Bei dem zweiten Eingriff stand die erneut von mehreren Tumoren befallene Bauchspeicheldrüse im Fokus. Die Hälfte des Organs war bereits vor Jahren entfernt worden. Entsprechend dem Beschluss der interdisziplinären Tumorkonferenz erfolgte die Entfernung der restlichen Bauchspeicheldrüse und des Zwölffingerdarmes im Juni 2016. In der anschließenden Gewebsuntersuchung bestätigten sich gleich mehrere Tumore in der Restbauchspeicheldrüse und mehrere im Zwölffingerdarm. Alle diese Tumore waren zwar bösartig, aber glücklicherweise örtlich begrenzt. Die Operation war somit gerade noch rechtzeitig.

Der lebensrettende Eingriff hat den Preis einer Zuckerkrankheit, mit der Frau Lutz jedoch mühelos zurecht kommt.Nachdem sie sich von den aufwändigen Operationen bestens erholt hatte, stand nur noch eine letzte Operation an: die linke Nebenniere. Auch sie war tumorös verändert und musste zum Ausschluss einer Bösartigkeit entfernt werden. Dies gelang über eine Schlüsselloch- (minimalinvasive) Operation im Oktober 2016 vom Rücken aus.
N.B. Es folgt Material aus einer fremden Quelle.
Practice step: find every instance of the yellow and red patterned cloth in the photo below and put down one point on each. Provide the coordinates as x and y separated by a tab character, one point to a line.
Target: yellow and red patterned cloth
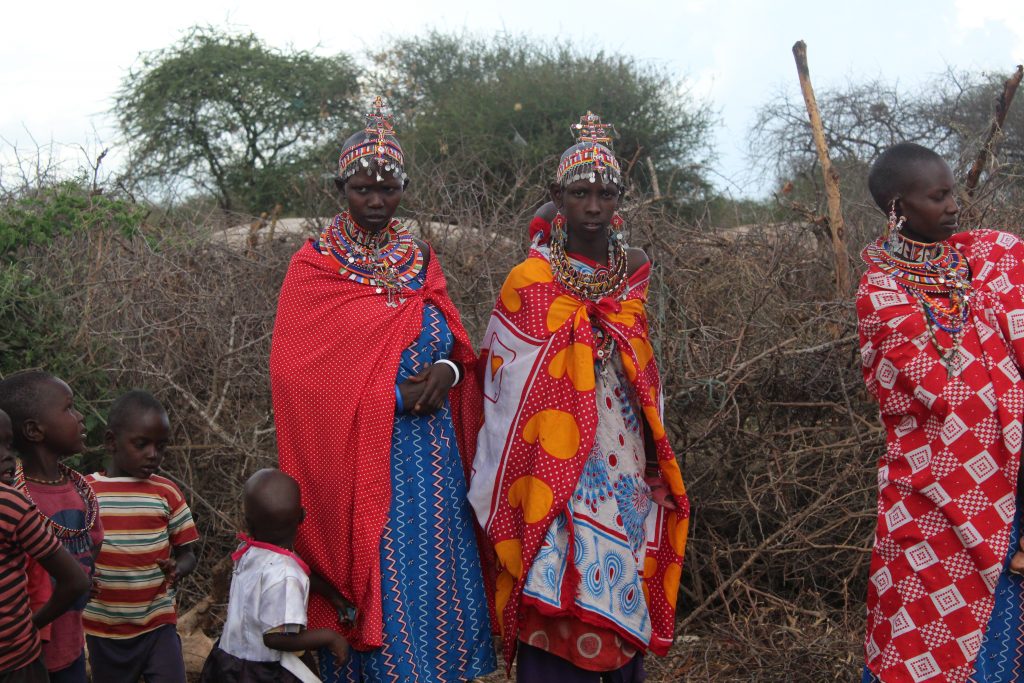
541	419
948	478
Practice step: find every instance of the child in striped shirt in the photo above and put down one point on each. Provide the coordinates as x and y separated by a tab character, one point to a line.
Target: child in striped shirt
130	623
46	429
24	535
Schon am übernächsten Tag konnte die Patientin das Krankenhaus geheilt verlassen. Im Körper von Frau Lutz können sich zwar wieder Tumore bilden, aber die gefährlichsten Orte, wie die Bauchspeicheldrüse, der Zwölffingerdarm, die Nebenschilddrüsen und die linke Nebenniere sind entfernt.

Eines hat sich Frau Lutz ganz fest vorgenommen: Ab jetzt will sie regelmäßig zu Kontrolluntersuchungen gehen.